"Do you consent to the marriage," she whispered, bending over Jonathan, "or shall we come to-morrow night?"

"I do," he answered hoarsely.

"Then we go in peace," sighed the ghost.

There was a flutter of garments and the lights vanished suddenly. Only the scents of old-time perfumes remained, sweet as the hearts of vanished roses.

A cackle of feeble laughter floated back to the room as if the departing Knickerbockers were still making merry on the stairway to the other world.
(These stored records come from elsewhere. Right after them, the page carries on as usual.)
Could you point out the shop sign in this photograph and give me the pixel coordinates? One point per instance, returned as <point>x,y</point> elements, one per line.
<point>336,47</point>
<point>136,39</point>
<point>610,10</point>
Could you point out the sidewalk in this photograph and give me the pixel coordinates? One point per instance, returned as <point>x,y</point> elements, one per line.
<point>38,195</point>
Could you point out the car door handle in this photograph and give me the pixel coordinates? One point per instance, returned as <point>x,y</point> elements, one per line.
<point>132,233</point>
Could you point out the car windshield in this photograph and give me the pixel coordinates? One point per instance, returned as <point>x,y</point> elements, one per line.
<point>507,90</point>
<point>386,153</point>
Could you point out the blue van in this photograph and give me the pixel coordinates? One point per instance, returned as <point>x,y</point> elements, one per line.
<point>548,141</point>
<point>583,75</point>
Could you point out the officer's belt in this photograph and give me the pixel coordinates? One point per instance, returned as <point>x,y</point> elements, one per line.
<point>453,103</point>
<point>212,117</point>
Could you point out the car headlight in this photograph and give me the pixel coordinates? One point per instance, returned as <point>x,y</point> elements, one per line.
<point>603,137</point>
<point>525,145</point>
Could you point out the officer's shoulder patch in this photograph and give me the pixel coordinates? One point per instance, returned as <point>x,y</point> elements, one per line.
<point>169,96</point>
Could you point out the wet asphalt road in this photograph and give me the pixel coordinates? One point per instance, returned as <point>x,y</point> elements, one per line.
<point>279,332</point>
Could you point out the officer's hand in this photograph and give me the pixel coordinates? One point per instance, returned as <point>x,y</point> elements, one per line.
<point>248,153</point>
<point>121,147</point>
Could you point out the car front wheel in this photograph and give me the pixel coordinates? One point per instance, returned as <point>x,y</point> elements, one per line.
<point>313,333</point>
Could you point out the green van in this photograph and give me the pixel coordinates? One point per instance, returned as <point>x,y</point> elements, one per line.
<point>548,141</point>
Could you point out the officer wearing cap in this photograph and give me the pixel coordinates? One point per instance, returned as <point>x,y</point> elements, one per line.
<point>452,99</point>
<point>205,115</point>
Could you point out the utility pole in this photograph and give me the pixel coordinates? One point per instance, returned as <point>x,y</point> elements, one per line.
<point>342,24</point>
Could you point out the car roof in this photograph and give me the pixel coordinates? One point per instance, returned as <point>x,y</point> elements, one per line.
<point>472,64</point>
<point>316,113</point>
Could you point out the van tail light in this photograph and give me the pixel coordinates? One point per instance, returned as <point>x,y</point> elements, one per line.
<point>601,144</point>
The song of the weary bells was over. Peace had fallen upon the earth, and in Lady Tyron's mouldering parlor the vials of a foolish pride were despoiled forever. Through the mystical light the living of the family seemed to be strangely transfigured. Jonathan Knickerbocker, the autocrat of York, walked with his head bowed upon his breast. The hard lineaments of Georgina's face were softened. Ofttimes she turned uneasily, half expecting some awful apparition to emerge before her. As for Miss Julie, she moved like one in a dreamland of her own. The tears of the night had fallen upon that little flower in her heart and brought it back to life. Henceforth it would fill all her remaining years with fragrance. The three eldest Knickerbocker daughters clung to her as if she were the guiding light of their starved souls.

Suddenly she left them, and went to her brother.

"I am glad they came, Jonathan," she faltered; "we had forgotten God made us all in His own image. He gave us the flowers and the stars, the sweet winds and the spring-times—the voices of children and the songs of birds. Every man is rich if he but knew it, and those who are only rich in pride are the poorest of the race."